We live in a world in which certain conditions of the atmosphere and the so-called elements surrounding our daily existence, are entirely familiar to us. From force of habit we are likely to forget that had Nature, for instance, been planned under a different range of livable temperatures, all the familiar objects of our daily existence would have existed under entirely different form.

For instance, if the normal temperature had been about 2700 degrees Fahrenheit instead of about 60 degrees Fahrenheit, and we had been constructed so that we could comfortably endure that degree of temperature, we could have gone sailing on a sea of molten iron, in boats built of plumbago crucibles, and oars made of silica brick. Under these delightful conditions we could place frozen lumps of our sea of iron in our ice boxes for refrigeration. Flat irons and stove lids would therefore have been the product of the ice man. The water with which we are now familiar, of course, could not exist in its liquid form, or even as steam, but instead as a highly gaseous state, which we would probably have been called upon to breathe. Certain other substances with which we are perfectly familiar in our daily life, such as the common stick sulphur, for instance, would exist in an entirely different physical state, although their chemical properties would be entirely unchanged, and we would be given to understand that an "allotropic" transformation had taken place.
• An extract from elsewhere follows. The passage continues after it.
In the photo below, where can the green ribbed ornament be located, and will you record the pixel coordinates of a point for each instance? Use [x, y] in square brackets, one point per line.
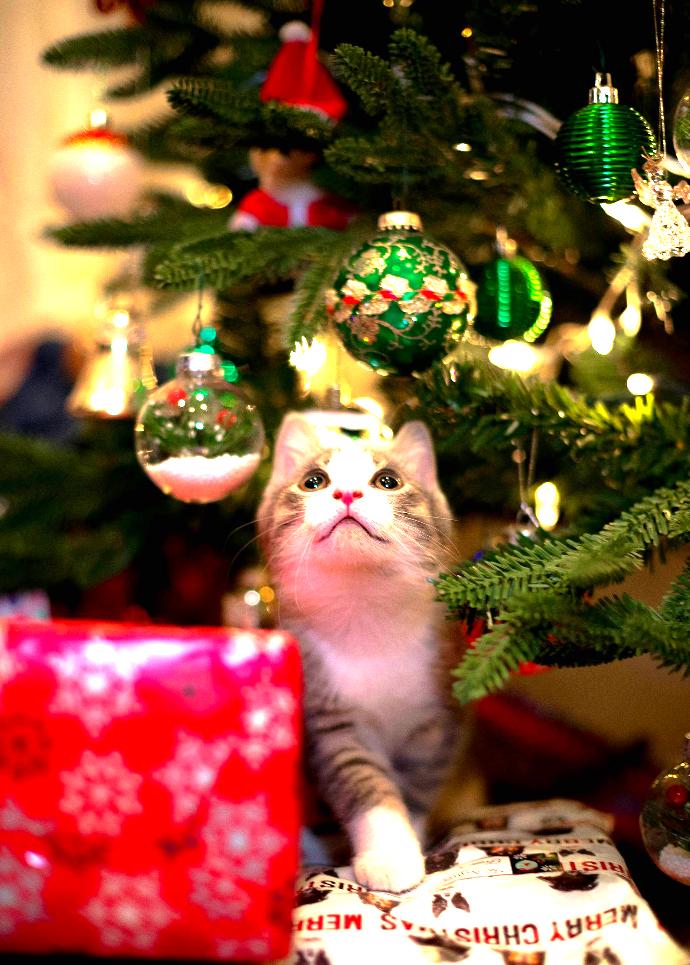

If we can now imagine ourselves as existing under the relative conditions described above, which are undoubtedly the "natural" conditions of some other world, it will then be easy for us to understand quite clearly some of the other "allotropic" forms of iron and steel than those with which we are at present familiar.

CHAPTER II.

COMPARISON BETWEEN CONDITIONS WHICH
EXIST IN THE IRON AND STEEL FAMILY
TO THOSE WHICH EXIST WITH
MORE FAMILIAR ELEMENTS.

One of the first physical changes which we would discover would be that when we desired to "freeze" a "crucible" pailful of our iron water, we could do so much more easily if the same were in its absolutely pure state than we could if it were mixed with some other element, such as carbon. Of course, we have long known that this is the case with water and salt, and just as it becomes harder and harder to freeze water with greater and greater percentages of salt mixed with it, so the freezing of iron with greater and greater percentages of carbon mixed with it, would also occur at lower and lower temperatures.

If we started to add salt to a pail of water we, of course, would have different degrees of brine. Just so with the addition of carbon to a crucible of pure iron, we would likewise have different degrees of the resulting mixture. In adding the salt to the pailful of water, we would arrive at a point where the water had absorbed all of the salt which it was capable of holding at room temperature. If we had added a little less salt we would have had free water in excess of salt, and if we had added a little more salt it would have been impossible for the water to have dissolved it, and we would, therefore, have had salt in excess of water.

For convenience we will call the mixture above mentioned, at which the water had become thoroughly saturated with the salt, "cementite", because this is the name which our friends, the metallurgists, have given to a similar mixture of iron and carbon. They call the water, "ferrite"; the salt, "carbide" and the resulting mixture of brine, "cementite". This mixture of iron and carbon always exists in exactly the same ratio, namely, 93.4% iron and 6.6% carbon, and is expressed chemically by the symbol Fe3C, which means, in other words, that three "atoms" of iron have united with one "atom" of carbon to form the "chemical compound", "iron carbide", which the metallurgists, as above mentioned, desire to term "Cementite".